Keith Wallace

Personal information
- Nationality: English
- Born: 29 March 1961 Prescot, England
- Died: 4 January 2000 (aged 38)
- Height: 5 ft 6 in (1.68 m)
- Weight: fly/super fly/bantam/super bantam/featherweight

Boxing career

Boxing record
- Total fights: 25
- Wins: 20 (KO 14)
- Losses: 5 (KO 4)

= Keith Wallace (boxer) =

English boxer

Keith Wallace (29 March 1961 – 4 January 2000 ) born in Prescot was an English amateur flyweight and professional fly/super fly/bantam/super bantam/featherweight boxer of the 1970s, 1980s and 1990s, who as an amateur won the 1974 Amateur Boxing Association of England (ABAE) 33 kg Schools title, against Kelvin Smart (Newport) boxing out of the BICC ABC (Prescot), won the 1980 ABAE flyweight title, against Danny Flynn (Meadowbank ABC) boxing out of the St. Helens Star ABC, and won the 1981 ABAE flyweight title, against Dai Williams (Gelligaer BC) boxing out of the St. Helens Star ABC, and represented Great Britain at flyweight in the Boxing at the 1980 Summer Olympics, in Moscow, Soviet Union, losing to Daniel Radu of Romania.

==1980 Olympic results==
Below is the record of Keith Wallace, a British flyweight boxer who competed at the 1980 Moscow Olympics:

- Round of 32: bye
- Round of 16: lost to Daniel Radu (Romania) by decision, 1-4

==Professional boxing career==
As a professional Wallace won the Commonwealth flyweight title, and was a challenger for the European Boxing Union (EBU) flyweight title against Antoine Montero . His professional fighting weight varied from 111 lb, i.e. flyweight to 125+1/2 lb, i.e. featherweight. Keith Wallace was managed by Frank Warren, and was Warren's first professional signing, Wallace won the Boxing Writers' Club Young Boxer of the Year, and died of cancer.

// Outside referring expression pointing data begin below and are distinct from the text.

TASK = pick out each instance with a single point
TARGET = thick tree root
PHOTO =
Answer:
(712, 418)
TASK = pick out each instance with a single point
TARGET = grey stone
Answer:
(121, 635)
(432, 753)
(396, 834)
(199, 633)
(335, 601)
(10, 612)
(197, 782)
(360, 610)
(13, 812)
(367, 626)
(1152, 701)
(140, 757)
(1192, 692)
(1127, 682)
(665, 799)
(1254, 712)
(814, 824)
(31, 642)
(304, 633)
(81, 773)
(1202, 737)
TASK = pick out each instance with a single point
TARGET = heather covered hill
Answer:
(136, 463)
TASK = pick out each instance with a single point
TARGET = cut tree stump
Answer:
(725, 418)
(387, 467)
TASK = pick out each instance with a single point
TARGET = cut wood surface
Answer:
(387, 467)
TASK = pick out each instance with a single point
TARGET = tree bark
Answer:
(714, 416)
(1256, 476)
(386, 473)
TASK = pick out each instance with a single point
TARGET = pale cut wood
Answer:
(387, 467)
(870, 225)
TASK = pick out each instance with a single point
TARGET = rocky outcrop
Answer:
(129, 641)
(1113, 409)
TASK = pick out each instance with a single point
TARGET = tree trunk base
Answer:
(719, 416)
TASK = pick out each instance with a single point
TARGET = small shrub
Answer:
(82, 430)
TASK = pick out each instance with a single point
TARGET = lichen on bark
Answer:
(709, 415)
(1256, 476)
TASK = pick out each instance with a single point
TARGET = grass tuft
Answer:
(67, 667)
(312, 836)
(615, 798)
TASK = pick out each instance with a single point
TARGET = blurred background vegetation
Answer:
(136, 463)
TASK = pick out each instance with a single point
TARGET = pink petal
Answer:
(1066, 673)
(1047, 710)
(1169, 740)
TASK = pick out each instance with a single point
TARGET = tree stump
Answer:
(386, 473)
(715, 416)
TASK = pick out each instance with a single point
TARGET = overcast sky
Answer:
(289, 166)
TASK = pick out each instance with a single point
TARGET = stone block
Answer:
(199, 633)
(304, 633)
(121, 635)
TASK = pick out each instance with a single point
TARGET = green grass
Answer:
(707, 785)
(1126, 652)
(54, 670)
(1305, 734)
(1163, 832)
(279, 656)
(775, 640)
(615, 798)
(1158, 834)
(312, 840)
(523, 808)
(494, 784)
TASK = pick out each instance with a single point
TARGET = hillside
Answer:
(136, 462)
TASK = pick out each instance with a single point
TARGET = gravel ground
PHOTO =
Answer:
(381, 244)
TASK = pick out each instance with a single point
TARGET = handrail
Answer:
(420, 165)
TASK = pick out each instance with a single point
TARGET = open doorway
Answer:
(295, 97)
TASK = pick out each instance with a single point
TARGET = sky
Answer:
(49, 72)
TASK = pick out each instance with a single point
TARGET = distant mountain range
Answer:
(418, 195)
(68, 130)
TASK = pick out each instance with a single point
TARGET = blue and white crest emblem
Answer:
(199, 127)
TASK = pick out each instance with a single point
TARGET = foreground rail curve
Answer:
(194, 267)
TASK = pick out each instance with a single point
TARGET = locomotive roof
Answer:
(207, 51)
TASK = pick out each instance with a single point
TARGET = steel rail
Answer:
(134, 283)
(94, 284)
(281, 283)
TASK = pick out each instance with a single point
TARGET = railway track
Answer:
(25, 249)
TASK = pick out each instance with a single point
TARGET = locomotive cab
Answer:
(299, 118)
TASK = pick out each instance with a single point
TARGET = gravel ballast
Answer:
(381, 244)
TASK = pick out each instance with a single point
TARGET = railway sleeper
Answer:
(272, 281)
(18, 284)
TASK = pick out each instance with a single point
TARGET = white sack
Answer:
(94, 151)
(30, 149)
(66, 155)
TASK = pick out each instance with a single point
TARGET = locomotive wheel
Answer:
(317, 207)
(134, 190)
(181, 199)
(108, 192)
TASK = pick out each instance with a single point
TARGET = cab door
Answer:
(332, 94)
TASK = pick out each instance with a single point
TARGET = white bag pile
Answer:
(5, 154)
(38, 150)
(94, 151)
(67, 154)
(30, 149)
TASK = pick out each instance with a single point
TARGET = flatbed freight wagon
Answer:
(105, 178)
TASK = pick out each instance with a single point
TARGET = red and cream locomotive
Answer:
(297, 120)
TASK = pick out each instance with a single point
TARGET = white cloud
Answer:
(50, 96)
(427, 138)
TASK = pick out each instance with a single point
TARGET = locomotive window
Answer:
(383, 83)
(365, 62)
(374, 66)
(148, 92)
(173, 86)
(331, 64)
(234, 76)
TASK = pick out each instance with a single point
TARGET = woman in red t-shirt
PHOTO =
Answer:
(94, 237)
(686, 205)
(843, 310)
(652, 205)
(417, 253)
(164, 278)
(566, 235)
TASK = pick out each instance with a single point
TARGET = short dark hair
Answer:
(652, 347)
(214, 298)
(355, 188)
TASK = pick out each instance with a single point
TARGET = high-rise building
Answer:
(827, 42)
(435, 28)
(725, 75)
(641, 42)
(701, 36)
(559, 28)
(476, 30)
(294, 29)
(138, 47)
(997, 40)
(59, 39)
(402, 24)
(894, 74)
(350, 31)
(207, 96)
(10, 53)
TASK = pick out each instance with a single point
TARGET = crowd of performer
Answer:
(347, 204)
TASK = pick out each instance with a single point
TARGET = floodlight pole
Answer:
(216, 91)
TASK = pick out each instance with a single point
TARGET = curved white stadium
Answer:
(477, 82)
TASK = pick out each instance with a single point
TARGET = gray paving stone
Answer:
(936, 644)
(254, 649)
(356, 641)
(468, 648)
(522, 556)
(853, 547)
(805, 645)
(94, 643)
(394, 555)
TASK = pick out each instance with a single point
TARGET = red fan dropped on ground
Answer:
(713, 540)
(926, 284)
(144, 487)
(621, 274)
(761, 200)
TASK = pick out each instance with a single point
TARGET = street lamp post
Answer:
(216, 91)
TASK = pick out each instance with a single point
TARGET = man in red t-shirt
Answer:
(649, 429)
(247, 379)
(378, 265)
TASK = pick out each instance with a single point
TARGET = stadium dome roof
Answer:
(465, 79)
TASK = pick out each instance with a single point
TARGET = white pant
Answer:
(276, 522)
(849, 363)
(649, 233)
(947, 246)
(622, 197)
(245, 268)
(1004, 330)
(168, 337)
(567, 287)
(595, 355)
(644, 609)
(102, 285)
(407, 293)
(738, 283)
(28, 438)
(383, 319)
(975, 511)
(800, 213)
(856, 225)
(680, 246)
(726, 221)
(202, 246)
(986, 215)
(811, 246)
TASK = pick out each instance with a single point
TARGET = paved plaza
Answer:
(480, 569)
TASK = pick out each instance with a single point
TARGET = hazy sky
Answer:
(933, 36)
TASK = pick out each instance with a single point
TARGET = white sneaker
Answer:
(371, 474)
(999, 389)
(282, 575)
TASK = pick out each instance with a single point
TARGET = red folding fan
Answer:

==Genealogical information==
Keith Wallace was the son of Andrew Wallace ( during January→March 1937 in Liverpool South district) and Ann (née Powell) (birth registered during January→March 1942 in Prescot district), and was the older brother of Catherine A. Wallace (birth registered during January→March 1962 in Prescot district).